This is based on Alex Martelli's answer, but it should work. It depends on the expression source_node.children giving an iterability that will iterate over all the children of source_node . It also relies on the working path for the == operator to compare two nodes to make sure they are the same. Using is may be a better choice. Apparently, in the library used, the syntax for iterating over all children is graph[source_node] , so you will need to adjust the code accordingly.
def allpaths(source_node, sink_node): if source_node == sink_node:
My main problem is that this makes the first search for depth, it will waste effort when there are several paths from source to node, that grandson, great-grandson, etc. the whole source, but not necessarily the parent, to sink.
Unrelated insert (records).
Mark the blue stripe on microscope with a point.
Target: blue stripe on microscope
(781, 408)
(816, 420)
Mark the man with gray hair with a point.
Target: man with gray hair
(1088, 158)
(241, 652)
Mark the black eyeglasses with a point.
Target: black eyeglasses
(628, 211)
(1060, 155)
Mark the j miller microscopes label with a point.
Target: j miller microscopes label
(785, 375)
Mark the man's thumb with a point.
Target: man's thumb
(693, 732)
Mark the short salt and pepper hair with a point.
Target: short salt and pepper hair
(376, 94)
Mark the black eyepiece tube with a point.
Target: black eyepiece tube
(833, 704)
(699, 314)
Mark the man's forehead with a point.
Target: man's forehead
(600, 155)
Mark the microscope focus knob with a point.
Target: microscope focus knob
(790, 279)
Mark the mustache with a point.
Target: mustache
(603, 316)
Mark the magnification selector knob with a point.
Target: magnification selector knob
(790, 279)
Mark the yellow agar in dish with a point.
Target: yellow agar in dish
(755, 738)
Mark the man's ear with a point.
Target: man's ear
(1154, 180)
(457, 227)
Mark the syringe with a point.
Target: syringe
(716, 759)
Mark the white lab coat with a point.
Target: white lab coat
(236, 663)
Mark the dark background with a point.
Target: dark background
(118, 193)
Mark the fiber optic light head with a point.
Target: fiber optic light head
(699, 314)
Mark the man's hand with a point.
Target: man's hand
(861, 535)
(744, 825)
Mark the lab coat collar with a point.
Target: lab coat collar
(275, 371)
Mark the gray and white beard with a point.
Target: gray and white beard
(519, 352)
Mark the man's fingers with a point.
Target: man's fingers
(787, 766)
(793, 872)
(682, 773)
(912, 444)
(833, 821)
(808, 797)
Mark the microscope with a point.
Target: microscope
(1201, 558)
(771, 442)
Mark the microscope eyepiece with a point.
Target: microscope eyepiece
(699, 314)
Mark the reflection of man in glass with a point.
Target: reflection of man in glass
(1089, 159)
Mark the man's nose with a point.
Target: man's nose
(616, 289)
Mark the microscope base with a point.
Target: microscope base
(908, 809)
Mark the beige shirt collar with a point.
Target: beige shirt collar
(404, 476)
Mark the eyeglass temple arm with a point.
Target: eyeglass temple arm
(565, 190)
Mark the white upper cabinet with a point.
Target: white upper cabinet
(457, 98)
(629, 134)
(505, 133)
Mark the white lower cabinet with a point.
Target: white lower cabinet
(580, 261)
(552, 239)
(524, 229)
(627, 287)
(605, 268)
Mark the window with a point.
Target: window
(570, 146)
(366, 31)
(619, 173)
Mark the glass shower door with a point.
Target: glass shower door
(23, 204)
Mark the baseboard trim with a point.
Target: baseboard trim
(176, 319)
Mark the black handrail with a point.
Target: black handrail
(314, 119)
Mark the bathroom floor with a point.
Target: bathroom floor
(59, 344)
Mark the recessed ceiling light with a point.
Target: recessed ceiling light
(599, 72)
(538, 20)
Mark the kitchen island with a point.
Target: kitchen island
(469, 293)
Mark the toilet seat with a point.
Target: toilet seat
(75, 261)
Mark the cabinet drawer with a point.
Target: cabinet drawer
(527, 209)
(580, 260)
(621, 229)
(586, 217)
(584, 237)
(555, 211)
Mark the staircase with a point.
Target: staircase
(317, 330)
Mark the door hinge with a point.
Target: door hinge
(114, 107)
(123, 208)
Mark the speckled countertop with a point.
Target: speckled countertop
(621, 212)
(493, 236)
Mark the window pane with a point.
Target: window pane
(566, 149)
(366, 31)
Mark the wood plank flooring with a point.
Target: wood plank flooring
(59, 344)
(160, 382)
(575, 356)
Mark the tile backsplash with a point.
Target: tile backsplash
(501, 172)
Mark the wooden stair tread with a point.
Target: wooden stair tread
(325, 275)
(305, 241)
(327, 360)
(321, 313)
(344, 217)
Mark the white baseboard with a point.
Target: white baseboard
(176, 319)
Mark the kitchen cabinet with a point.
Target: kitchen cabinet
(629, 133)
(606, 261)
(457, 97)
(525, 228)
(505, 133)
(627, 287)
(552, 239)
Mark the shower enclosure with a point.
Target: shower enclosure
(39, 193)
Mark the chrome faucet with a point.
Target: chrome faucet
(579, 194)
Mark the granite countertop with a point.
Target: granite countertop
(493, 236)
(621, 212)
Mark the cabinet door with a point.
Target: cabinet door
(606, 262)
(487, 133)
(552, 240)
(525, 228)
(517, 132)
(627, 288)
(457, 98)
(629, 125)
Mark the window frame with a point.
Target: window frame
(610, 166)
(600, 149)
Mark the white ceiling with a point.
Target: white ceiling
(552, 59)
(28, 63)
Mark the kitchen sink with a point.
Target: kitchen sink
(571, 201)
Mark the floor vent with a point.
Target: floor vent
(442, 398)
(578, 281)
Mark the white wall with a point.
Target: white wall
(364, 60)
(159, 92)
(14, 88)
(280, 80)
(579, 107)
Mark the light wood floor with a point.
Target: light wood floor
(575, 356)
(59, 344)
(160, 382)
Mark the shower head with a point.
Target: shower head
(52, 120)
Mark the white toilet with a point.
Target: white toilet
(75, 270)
If he remembered the answer for this source and plunged into a node, additional efforts could be avoided.
Here is an example of how this will work:
def allpaths(source_node, sink_node, memo_dict = None): if memo_dict is None: # putting {}, or any other mutable object # as the default argument is wrong memo_dict = dict() if source_node == sink_node: # Don't memoize trivial case return frozenset([(source_node,)]) else: pair = (source_node, sink_node) if pair in memo_dict: # Is answer memoized already? return memo_dict[pair] else: result = set() for new_source in source_node.children: paths = allpaths(new_source, sink_node, memo_dict) for path in paths: path = (source_node,) + path result.add(path) result = frozenset(result) # Memoize answer memo_dict[(source_node, sink_node)] = result return result
It also allows you to save a dictionary of notes between calls, so if you need to calculate the answer for several nodes of the source and receiver, you can avoid a lot of effort.